‘The Tir-na-nOg itself,’ he said, ’is below that sea, and a while since there were two men out in a boat in the night-time, and they got stuck outside some way or another. They went to sleep then, and when one of them wakened up he looked down into the sea, and he saw the Tir-na-nOg and people walking about, and side-cars driving in the squares.’
Then he began telling me stories of mermaids—a common subject in this neighbourhood.
‘There was one time a man beyond of the name of Shee,’ he said, ’and his master seen a mermaid on the sand beyond combing her hair, and he told Shee to get her. “I will,” said Shee, “if you’ll give me the best horse you have in your stable.” “I’ll do that,” said the master. Then Shee got the horse, and when he saw the mermaid on the sand combing her hair, with her covering laid away from her, he galloped up, when she wasn’t looking, and he picked up the covering and away he went with it. Then the waves rose up behind him and he galloped his best, and just as he was coming out at the top of the tide the ninth wave cut off his horse behind his back, and left himself and the half of his horse and the covering on the dry land. Then the mermaid came in after her covering, and the master got married to her, and she lived with him a long time, and had children—three or four of them. Well, in the wind-up, the master built a fine new house, and when he was moving into it, and clearing the things out, he brought down an old hamper out of the loft and put it in the yard. The woman was going about, and she looked into the hamper, and she saw her covering hidden away in the bottom of it. She took it out then and put it upon her and went back into the sea, and her children used to be on the shore crying after her. I’m told from that day there isn’t one of the Shees can go out in a boat on that bay and not be drowned.’
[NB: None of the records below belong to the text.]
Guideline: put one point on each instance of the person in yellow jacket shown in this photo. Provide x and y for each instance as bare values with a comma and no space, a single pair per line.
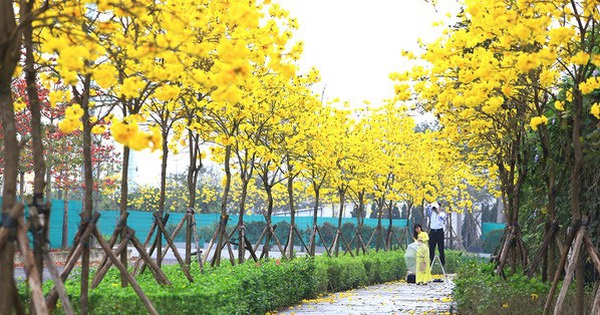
423,269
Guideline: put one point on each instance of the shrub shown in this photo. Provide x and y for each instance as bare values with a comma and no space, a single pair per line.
249,288
479,291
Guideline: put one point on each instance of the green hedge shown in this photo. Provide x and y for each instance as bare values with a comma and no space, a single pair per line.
478,290
249,288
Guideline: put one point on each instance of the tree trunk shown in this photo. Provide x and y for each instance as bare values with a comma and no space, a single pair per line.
576,175
39,210
65,229
163,188
9,56
313,235
88,202
269,235
342,194
224,215
192,180
123,206
290,190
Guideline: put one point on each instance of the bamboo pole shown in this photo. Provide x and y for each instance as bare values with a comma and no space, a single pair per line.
570,270
60,286
159,275
125,273
33,276
104,269
52,297
175,251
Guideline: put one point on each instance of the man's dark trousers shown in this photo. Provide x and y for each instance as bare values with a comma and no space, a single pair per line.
436,237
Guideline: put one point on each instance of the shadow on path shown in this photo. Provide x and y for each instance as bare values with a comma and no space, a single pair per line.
396,297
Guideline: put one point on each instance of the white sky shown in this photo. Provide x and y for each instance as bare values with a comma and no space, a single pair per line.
355,44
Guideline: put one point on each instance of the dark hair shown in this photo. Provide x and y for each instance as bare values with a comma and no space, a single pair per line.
415,234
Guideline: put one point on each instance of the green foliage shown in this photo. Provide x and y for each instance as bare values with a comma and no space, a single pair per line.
492,240
479,291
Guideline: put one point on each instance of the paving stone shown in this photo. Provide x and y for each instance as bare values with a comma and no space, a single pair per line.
396,297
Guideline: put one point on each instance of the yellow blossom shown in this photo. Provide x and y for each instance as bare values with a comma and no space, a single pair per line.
559,105
538,120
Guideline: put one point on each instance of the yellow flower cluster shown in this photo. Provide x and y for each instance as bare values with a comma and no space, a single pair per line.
595,110
72,119
19,105
589,85
559,105
127,133
538,120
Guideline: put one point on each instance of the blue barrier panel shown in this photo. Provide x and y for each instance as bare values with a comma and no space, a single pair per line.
487,227
142,221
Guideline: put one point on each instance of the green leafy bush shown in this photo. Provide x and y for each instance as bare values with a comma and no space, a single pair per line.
249,288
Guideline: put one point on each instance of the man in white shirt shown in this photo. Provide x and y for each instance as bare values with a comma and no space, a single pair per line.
437,219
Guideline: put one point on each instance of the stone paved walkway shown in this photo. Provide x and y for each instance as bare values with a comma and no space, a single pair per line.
390,298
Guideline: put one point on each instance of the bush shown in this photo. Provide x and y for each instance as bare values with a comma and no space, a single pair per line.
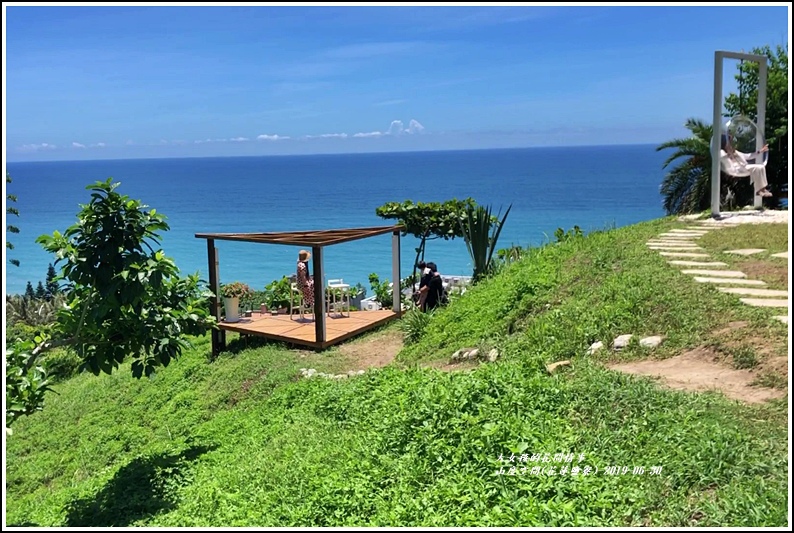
413,324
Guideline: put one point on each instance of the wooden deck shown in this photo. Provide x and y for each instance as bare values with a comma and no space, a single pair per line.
301,331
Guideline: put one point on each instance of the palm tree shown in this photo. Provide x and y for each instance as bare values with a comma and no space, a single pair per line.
687,187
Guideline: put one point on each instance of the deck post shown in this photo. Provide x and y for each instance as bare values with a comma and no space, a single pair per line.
212,260
319,295
395,274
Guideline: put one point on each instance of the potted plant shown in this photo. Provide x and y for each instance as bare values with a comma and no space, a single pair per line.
232,292
277,294
357,293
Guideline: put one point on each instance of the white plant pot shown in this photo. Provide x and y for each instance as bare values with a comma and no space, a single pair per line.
232,307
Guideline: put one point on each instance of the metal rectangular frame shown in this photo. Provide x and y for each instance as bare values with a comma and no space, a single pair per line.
719,58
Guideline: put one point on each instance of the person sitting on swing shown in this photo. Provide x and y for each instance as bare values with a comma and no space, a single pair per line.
736,164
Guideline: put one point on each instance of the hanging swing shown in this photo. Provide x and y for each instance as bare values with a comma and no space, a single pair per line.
742,134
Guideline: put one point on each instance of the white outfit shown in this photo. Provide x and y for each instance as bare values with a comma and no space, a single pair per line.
738,166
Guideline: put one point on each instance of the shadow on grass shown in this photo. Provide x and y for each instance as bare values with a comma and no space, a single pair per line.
145,487
245,342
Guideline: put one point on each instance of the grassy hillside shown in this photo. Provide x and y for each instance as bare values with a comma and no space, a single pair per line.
245,442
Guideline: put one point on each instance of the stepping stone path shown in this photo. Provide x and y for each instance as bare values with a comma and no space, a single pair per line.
753,292
765,302
682,254
698,263
730,280
679,243
746,251
716,273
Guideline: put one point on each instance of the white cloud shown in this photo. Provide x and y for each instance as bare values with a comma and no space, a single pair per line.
37,147
414,127
396,129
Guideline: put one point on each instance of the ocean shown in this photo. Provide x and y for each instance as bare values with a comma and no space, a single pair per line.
594,187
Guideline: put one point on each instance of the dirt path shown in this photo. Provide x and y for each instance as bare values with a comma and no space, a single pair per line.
698,370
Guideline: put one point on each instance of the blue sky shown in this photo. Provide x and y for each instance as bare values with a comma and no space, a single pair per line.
121,81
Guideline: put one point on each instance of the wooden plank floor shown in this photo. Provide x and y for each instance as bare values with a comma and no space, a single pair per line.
301,331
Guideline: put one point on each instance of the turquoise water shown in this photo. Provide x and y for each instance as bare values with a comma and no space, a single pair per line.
593,187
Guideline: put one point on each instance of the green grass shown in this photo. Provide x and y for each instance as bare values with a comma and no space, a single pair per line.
243,442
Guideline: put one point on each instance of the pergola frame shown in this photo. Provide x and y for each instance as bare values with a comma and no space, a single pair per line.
317,240
719,58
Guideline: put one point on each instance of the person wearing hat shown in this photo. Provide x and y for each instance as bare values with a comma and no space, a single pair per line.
305,281
431,293
736,164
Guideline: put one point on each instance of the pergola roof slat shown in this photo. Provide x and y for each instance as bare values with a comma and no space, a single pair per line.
304,238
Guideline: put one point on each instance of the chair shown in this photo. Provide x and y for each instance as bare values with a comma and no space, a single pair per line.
296,301
338,286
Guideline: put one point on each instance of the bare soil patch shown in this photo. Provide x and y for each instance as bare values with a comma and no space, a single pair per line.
697,370
775,275
446,366
375,351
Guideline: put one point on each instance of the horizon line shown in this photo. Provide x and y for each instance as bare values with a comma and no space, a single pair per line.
338,153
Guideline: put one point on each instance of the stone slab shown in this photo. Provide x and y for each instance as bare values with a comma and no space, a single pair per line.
716,273
651,342
682,254
745,251
674,248
754,292
698,263
729,280
765,302
621,341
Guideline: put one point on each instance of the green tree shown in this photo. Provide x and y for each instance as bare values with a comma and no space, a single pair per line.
10,228
481,232
427,221
125,298
52,287
41,293
686,188
777,108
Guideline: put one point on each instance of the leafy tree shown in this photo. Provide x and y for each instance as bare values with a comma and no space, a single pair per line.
11,210
686,188
427,221
52,282
125,298
481,234
777,108
41,294
29,293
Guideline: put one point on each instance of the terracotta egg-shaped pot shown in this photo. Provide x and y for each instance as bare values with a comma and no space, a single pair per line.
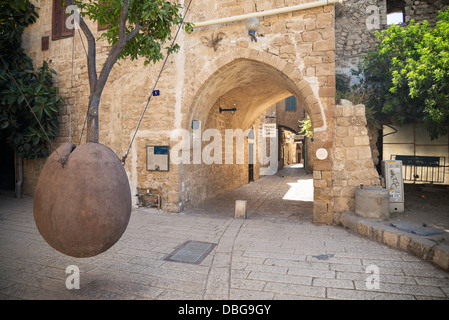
82,208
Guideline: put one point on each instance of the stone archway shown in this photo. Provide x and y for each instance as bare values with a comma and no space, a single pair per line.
248,69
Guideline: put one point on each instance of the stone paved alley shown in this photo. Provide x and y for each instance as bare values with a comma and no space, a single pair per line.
277,253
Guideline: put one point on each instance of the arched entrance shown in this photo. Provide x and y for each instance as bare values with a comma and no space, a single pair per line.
252,82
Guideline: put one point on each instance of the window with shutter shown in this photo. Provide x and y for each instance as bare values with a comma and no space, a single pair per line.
59,29
290,104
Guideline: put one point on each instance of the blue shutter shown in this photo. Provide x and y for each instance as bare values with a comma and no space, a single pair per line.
290,104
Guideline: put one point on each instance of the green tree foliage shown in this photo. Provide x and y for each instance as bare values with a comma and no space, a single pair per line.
136,28
21,85
408,75
153,20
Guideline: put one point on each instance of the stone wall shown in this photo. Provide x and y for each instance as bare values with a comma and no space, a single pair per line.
294,55
353,163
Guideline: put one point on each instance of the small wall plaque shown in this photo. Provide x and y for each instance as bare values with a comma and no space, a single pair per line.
321,154
158,158
45,43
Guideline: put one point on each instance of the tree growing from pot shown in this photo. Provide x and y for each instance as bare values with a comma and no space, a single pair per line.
136,28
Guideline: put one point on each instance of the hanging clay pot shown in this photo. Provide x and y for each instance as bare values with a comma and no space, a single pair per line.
82,208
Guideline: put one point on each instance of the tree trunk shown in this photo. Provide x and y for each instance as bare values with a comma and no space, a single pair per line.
19,177
92,120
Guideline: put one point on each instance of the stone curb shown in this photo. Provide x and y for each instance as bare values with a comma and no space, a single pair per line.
420,246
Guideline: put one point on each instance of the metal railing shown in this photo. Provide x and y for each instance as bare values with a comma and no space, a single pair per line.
422,168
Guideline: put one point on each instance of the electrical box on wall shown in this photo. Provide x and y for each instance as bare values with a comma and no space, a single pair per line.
394,183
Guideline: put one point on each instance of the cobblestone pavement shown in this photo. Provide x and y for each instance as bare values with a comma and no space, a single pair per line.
278,256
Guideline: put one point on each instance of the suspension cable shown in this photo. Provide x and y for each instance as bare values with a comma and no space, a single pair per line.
155,84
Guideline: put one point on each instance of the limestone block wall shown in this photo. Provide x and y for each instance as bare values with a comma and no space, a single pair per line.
294,55
352,164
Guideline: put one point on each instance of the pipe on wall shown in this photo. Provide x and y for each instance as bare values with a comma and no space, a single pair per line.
266,13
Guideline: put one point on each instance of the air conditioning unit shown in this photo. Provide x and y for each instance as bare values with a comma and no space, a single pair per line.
394,183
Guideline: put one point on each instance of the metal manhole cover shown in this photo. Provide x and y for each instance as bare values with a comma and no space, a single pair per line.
191,252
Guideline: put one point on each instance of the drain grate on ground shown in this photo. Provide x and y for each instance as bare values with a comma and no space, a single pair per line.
192,252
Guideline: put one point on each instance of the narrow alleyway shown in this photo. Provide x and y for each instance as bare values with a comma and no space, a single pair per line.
287,195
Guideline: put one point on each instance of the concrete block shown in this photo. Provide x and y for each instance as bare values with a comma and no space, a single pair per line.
372,203
240,209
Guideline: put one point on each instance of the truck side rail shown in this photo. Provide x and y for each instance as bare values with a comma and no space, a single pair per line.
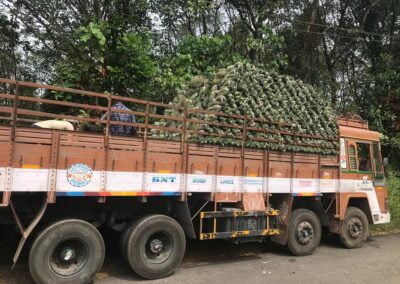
18,109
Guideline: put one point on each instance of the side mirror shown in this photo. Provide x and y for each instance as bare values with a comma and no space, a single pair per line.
386,161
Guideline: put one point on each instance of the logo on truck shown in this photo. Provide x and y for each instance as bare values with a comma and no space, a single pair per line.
79,175
163,179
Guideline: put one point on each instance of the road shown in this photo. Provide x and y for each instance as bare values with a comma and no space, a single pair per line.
224,262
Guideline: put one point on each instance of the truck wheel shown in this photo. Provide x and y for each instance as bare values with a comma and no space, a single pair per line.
304,233
155,246
355,228
68,251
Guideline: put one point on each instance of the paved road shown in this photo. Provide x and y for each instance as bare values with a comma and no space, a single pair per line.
377,262
223,262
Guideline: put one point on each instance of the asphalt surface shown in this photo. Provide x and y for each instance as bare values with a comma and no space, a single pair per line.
224,262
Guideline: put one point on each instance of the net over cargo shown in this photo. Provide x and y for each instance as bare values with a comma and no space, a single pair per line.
273,111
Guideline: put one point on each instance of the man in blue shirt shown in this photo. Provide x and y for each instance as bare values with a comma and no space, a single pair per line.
122,130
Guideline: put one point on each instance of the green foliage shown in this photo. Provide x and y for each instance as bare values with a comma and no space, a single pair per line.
247,90
195,56
126,69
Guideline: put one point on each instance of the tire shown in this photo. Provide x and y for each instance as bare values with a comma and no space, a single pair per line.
304,233
68,251
355,228
154,246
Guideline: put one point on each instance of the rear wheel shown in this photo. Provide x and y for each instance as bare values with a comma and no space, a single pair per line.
304,233
355,228
154,246
69,251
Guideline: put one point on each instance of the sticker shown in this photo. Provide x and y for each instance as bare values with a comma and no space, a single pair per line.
199,183
158,182
252,184
227,184
79,175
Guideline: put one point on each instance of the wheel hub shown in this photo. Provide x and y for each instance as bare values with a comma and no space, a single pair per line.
156,245
69,257
355,228
67,254
305,233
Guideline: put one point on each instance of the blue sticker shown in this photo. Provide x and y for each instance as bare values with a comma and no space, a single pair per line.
79,175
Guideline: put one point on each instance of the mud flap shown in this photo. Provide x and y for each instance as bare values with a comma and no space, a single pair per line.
182,215
285,209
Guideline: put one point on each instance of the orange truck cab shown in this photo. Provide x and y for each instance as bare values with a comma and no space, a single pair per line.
362,173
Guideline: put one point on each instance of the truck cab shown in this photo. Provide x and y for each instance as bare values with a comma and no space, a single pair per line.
361,170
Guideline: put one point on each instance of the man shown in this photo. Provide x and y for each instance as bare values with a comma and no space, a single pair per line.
54,124
122,130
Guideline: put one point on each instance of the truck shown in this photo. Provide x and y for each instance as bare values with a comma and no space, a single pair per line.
59,187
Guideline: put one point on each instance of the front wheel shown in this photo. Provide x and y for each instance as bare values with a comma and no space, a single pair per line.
354,230
69,251
154,246
304,233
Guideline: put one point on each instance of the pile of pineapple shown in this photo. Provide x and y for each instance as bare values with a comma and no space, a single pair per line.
283,108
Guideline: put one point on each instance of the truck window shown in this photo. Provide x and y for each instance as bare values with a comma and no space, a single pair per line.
364,157
352,158
377,158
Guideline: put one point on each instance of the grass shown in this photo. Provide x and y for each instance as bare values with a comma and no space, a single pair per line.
393,181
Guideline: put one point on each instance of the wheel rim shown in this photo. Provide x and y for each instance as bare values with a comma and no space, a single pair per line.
69,257
159,247
355,228
304,233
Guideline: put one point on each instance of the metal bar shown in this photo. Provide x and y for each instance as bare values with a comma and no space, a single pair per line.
7,193
52,179
201,208
26,233
184,155
105,149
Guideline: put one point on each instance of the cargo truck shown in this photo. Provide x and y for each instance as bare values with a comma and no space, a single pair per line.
60,186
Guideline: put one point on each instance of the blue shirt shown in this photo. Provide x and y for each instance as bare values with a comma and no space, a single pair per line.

We were now near the sandhills, where a crowd was beginning to come together, and booths were being put up for the sale of apples and porter and cakes. A train had come in a little before at a station a mile or so away, and a number of the usual trick characters, with their stock-in-trade, were hurrying down to the sea. The roulette man passed us first, unfolding his table and calling out at the top of his voice:
Come play me a game of timmun and tup,
The more you puts down the more you takes up.
’Take notice, gentlemen, I come here to spend a fortune, not to make one. Is there any sportsman in a hat or a cap, or a wig or a waistcoat, will play a go with me now? Take notice, gentlemen, the luck is on the green.’